A projeção para o Índice Nacional de Preços ao Consumidor Amplo (IPCA) em 2026 avançou de 4,86% para 4,89%, registrando a oitava alta consecutiva e ampliando o distanciamento em relação ao teto da meta de inflação, fixado em 4,50%. Para 2027, a estimativa permanece estável em 4,00%. Há um mês, a projeção era de 3,85%. O cenário de incerteza internacional, especialmente associado às tensões no Oriente Médio, tem contribuído para a elevação das expectativas inflacionárias, com impacto direto sobre os preços do petróleo e efeitos indiretos sobre cadeias globais de suprimentos e commodities.

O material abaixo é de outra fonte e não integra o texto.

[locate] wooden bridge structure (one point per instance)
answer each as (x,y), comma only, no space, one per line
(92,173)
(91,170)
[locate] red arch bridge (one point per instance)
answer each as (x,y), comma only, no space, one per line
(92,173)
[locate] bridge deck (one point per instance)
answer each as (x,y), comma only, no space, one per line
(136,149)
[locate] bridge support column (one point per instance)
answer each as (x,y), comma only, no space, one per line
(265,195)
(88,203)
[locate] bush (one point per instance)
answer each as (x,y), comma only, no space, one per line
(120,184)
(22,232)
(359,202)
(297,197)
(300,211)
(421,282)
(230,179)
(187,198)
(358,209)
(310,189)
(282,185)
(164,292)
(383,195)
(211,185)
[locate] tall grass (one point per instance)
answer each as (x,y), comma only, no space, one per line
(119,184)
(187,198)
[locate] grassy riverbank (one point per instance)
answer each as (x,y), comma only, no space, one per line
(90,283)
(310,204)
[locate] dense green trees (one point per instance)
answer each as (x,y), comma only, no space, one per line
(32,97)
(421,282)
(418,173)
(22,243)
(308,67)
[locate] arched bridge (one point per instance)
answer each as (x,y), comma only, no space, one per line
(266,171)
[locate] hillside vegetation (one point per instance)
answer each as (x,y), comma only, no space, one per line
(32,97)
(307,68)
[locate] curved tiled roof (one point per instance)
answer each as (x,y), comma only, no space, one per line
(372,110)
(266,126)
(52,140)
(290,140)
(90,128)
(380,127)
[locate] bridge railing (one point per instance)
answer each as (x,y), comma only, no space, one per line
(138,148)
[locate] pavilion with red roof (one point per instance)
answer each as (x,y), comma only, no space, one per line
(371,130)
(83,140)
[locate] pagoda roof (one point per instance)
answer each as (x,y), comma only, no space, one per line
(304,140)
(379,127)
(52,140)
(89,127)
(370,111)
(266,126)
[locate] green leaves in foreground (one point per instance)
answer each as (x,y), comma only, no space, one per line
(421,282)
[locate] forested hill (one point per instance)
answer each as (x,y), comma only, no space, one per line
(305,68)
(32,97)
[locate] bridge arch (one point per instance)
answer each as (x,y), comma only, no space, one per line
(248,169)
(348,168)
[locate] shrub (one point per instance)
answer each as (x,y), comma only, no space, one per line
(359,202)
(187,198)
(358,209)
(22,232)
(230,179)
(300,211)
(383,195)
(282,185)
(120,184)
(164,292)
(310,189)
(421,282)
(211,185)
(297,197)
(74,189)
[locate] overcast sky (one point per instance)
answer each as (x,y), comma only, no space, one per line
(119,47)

A previsão para IPCA de 2028 subiu de 3,61% para 3,64%, na segunda alta consecutiva, enquanto a projeção para 2029 permanece estável em 3,50% pela 35ª semana seguida. O IPCA deve acumular alta de 1,39% no segundo trimestre deste ano. A projeção para o IPCA de abril segue em 0,70%, depois de sete semanas de aumento. Um mês antes, era de 0,48%. A estimativa para maio cresceu pela quarta semana seguida, de 0,38% para 0,39%. Quatro semanas atrás, era de 0,31%. A projeção para o IPCA de junho segue em 0,30% pela segunda leitura seguida. Um mês antes, era de 0,28%.

PIB

A projeção para o crescimento do Produto Interno Bruto (PIB) brasileiro em 2026 permanece em 1,85%, sem alteração em relação à semana anterior e ao patamar observado há um mês. Para 2027, a projeção recuou de 1,80% para 1,75%, interrompendo uma sequência de 17 semanas de estabilidade. No longo prazo, as projeções permanecem estáveis, com crescimento de 2,00% para 2028 e 2029, níveis mantidos há 112 e 59 semanas consecutivas, respectivamente, indicando expectativa de expansão moderada e consistente da atividade econômica.

JUROS

A projeção para a taxa Selic ao fim de 2026 permanece em 13,00% pela segunda leitura consecutiva, mesmo após a redução recente promovida pelo Comitê de Política Monetária (Copom), que ajustou a taxa de 14,75% para 14,50%. Há um mês, a estimativa era de 12,50%, evidenciando revisão altista nas expectativas. Para 2027, a projeção permanece em 11,00% pela segunda leitura consecutiva, acima dos 10,50% projetados há um mês. No horizonte mais longo, a projeção para a taxa Selic ao fim de 2028 permanece em 10,00% pela 15ª leitura consecutiva. Para 2029, houve ajuste de 9,75% para 10,00%.

DÓLAR

A projeção para o dólar ao fim de 2026 permanece em R$ 5,25, após três semanas consecutivas de queda. Há um mês, a estimativa era de R$ 5,40, indicando apreciação recente nas expectativas cambiais. Para 2027, a projeção recuou de R$ 5,35 para R$ 5,30, abaixo do patamar observado há um mês, de R$ 5,45. A projeção para o fim de 2028 apresenta leve ajuste de R$ 5,40 para R$ 5,39, enquanto a estimativa para 2029 caiu de R$ 5,41 para R$ 5,40. Em ambos os casos, os níveis seguem inferiores aos registrados quatro semanas antes, quando estavam em R$ 5,50.

Fonte: Broadcast Agro. Adaptado por Cogo Inteligência em Agronegócio.